The Scientific World Journal | 2014
Pedro Henriques Abreu; J. Xavier; Daniel Castro Silva; Luís Paulo Reis; Marcelo Petry
Nowadays, there are many technologies that support location systems involving intrusive and nonintrusive equipment and also varying in terms of precision, range, and cost. However, the developers some time neglect the noise introduced by these systems, which prevents these systems from reaching their full potential. Focused on this problem, in this research work a comparison study between three different filters was performed in order to reduce the noise introduced by a location system based on RFID UWB technology with an associated error of approximately 18 cm. To achieve this goal, a set of experiments was devised and executed using a miniature train moving at constant velocity in a scenario with two distinct shapes—linear and oval. Also, this train was equipped with a varying number of active tags. The obtained results proved that the Kalman Filter achieved better results when compared to the other two filters. Also, this filter increases the performance of the location system by 15% and 12% for the linear and oval paths respectively, when using one tag. For a multiple tags and oval shape similar results were obtained (11–13% of improvement).
soft computing | 2013
Fernando Almeida; Pedro Henriques Abreu; Nuno Lau; Luís Paulo Reis
Soccer is a competitive and collective sport in which teammates try to combine the execution of basic actions (cooperative behavior) to lead their team to more advantageous situations. The ability to recognize, extract and reproduce such behaviors can prove useful to improve the performance of a team in future matches. This work describes a methodology for achieving just that makes use of a plan definition language to abstract the representation of relevant behaviors in order to promote their reuse.
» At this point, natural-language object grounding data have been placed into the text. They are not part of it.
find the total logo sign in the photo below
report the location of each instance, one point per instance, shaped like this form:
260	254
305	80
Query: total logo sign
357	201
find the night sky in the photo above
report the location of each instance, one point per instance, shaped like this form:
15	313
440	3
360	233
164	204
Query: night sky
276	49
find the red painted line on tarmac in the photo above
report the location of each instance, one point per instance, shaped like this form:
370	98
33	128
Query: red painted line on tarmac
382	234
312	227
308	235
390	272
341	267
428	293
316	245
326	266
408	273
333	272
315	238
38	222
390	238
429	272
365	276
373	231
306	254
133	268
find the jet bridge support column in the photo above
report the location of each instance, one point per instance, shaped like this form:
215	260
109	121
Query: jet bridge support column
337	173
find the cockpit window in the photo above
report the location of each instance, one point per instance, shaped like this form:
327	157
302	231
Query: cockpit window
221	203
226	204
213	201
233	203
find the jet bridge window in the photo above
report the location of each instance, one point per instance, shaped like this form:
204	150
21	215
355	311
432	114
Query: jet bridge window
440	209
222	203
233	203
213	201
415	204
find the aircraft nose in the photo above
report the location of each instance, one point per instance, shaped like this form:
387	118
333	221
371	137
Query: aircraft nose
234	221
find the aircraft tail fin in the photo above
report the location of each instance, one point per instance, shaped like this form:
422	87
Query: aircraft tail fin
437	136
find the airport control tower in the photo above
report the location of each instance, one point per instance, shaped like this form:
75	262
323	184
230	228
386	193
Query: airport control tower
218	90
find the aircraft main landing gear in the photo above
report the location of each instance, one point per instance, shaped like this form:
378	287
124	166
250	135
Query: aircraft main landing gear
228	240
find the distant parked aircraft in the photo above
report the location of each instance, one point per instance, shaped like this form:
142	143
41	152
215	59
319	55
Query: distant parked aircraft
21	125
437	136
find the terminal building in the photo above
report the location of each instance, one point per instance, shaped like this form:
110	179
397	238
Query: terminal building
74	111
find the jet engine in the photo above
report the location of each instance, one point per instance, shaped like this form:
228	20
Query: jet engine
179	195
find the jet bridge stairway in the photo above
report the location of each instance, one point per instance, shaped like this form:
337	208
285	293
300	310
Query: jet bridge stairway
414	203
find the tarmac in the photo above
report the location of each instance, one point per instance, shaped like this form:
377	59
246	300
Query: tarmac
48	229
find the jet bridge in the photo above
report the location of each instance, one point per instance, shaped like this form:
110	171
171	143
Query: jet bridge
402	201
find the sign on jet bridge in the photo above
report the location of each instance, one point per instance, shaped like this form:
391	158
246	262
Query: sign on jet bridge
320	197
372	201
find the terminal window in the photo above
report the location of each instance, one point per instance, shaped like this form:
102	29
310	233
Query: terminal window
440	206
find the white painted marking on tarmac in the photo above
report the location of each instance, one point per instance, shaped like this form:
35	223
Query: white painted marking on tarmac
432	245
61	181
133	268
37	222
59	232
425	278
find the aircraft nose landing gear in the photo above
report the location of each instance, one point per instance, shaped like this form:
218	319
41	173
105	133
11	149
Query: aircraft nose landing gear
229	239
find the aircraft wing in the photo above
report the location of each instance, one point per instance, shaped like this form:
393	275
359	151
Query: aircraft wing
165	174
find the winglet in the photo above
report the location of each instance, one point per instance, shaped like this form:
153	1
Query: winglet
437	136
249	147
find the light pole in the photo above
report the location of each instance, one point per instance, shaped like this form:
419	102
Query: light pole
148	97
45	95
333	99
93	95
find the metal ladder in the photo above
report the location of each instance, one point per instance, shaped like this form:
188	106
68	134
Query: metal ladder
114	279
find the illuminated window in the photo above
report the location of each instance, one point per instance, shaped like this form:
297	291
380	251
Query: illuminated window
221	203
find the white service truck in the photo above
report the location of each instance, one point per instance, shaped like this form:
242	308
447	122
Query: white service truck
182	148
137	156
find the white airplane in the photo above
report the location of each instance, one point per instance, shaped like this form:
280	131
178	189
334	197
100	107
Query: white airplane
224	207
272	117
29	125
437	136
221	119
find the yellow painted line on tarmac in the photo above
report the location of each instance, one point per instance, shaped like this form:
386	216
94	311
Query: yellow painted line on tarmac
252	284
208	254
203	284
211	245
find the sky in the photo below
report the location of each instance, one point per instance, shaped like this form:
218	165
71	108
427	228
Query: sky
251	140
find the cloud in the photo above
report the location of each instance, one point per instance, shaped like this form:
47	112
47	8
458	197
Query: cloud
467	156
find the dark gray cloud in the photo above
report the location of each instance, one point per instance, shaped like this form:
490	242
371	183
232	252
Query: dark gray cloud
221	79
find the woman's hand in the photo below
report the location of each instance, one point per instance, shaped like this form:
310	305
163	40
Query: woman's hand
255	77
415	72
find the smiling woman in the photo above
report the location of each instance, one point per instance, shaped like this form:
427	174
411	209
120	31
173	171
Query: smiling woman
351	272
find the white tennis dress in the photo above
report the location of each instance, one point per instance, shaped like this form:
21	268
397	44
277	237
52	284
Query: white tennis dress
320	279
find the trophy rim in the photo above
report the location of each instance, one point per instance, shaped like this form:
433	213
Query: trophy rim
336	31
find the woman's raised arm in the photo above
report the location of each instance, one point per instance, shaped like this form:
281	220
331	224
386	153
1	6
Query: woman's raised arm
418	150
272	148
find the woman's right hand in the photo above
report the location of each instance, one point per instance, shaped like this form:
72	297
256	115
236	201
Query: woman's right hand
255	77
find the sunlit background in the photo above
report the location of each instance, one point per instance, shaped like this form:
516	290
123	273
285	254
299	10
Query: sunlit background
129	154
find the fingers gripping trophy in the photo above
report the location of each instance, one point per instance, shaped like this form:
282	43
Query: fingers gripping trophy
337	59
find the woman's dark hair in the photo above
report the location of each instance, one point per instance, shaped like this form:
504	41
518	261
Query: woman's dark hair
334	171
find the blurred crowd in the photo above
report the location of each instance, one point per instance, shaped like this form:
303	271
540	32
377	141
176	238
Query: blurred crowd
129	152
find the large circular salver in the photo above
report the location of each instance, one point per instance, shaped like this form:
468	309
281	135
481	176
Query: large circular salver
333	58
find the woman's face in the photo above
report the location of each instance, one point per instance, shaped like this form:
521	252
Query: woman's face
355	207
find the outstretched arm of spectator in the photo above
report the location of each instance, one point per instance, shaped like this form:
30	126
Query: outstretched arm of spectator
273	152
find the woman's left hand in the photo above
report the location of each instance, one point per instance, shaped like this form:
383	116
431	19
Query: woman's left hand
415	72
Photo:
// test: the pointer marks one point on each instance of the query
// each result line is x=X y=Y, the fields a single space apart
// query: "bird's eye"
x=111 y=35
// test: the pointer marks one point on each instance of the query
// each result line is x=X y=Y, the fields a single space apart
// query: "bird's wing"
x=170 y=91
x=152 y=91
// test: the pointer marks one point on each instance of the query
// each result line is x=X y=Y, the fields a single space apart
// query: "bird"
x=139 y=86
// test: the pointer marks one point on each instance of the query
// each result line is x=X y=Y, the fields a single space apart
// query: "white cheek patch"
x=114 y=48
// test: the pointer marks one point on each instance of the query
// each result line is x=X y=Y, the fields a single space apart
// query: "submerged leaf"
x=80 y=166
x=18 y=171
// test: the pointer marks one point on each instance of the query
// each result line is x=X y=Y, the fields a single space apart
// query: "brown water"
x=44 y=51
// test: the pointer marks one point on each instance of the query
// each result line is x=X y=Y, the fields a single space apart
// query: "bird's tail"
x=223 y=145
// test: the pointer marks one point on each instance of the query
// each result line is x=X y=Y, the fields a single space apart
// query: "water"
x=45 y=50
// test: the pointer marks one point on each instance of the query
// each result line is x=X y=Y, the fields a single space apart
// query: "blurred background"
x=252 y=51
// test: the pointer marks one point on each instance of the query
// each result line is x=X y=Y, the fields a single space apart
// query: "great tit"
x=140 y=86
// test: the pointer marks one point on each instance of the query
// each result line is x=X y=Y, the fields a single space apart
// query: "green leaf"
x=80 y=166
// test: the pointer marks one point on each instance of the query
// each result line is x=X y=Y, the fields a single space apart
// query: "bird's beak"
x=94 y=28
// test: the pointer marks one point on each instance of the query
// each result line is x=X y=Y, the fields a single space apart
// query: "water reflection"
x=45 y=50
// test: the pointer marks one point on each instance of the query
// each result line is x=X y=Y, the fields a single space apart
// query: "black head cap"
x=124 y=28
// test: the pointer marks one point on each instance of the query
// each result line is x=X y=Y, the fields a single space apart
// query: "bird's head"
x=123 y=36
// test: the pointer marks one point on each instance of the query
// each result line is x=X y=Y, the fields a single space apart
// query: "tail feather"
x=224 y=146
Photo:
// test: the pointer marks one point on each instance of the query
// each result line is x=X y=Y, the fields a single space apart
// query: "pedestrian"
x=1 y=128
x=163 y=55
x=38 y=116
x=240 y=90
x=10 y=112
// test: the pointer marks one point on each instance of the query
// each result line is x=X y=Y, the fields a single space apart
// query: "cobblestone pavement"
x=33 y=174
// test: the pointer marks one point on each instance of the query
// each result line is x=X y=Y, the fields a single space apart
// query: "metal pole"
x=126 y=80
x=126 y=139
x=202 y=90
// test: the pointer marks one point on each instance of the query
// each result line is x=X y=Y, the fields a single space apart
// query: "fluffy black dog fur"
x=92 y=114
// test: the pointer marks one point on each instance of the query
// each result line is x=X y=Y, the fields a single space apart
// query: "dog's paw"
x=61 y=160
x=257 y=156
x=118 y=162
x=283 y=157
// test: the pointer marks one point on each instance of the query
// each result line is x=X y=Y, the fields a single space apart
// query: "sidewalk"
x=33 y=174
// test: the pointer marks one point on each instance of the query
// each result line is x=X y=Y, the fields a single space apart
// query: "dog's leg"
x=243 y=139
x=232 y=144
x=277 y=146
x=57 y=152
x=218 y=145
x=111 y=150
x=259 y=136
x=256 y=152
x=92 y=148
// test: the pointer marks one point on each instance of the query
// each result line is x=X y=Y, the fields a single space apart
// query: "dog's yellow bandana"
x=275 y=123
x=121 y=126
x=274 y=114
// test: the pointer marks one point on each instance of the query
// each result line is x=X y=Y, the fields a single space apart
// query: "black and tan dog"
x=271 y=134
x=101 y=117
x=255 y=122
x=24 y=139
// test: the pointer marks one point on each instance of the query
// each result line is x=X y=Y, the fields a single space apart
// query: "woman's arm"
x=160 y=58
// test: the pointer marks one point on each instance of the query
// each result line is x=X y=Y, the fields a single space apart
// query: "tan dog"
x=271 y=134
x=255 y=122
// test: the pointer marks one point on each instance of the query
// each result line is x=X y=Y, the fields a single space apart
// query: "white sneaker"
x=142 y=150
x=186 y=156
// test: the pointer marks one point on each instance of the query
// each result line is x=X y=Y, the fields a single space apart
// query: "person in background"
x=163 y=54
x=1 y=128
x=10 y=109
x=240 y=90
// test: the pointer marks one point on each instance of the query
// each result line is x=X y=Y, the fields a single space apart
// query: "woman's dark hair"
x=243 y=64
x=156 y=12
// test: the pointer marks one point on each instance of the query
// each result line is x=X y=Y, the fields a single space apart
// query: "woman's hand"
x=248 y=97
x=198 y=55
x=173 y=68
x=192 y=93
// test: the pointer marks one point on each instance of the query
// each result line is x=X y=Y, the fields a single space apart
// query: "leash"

Experiments were conducted based on a set of game log files generated by the Soccer Server simulator which supports the RoboCup 2D simulated robotic soccer league. The effectiveness of the proposed approach was verified by focusing primarily on the analysis of behaviors which started from set-pieces and led to the scoring of goals while the ball possession was kept. One of the results obtained showed that a significant part of the total goals scored was based on this type of behaviors, demonstrating the potential of conducting this analysis. Other results allowed us to assess the complexity of these behaviors and infer meaningful guidelines to consider when defining plans from scratch. Some possible extensions to this work include assessing which plans have the ability to maximize the creation of goal opportunities by countering the opponent’s team strategy and how the effectiveness of plans can be improved using optimization techniques.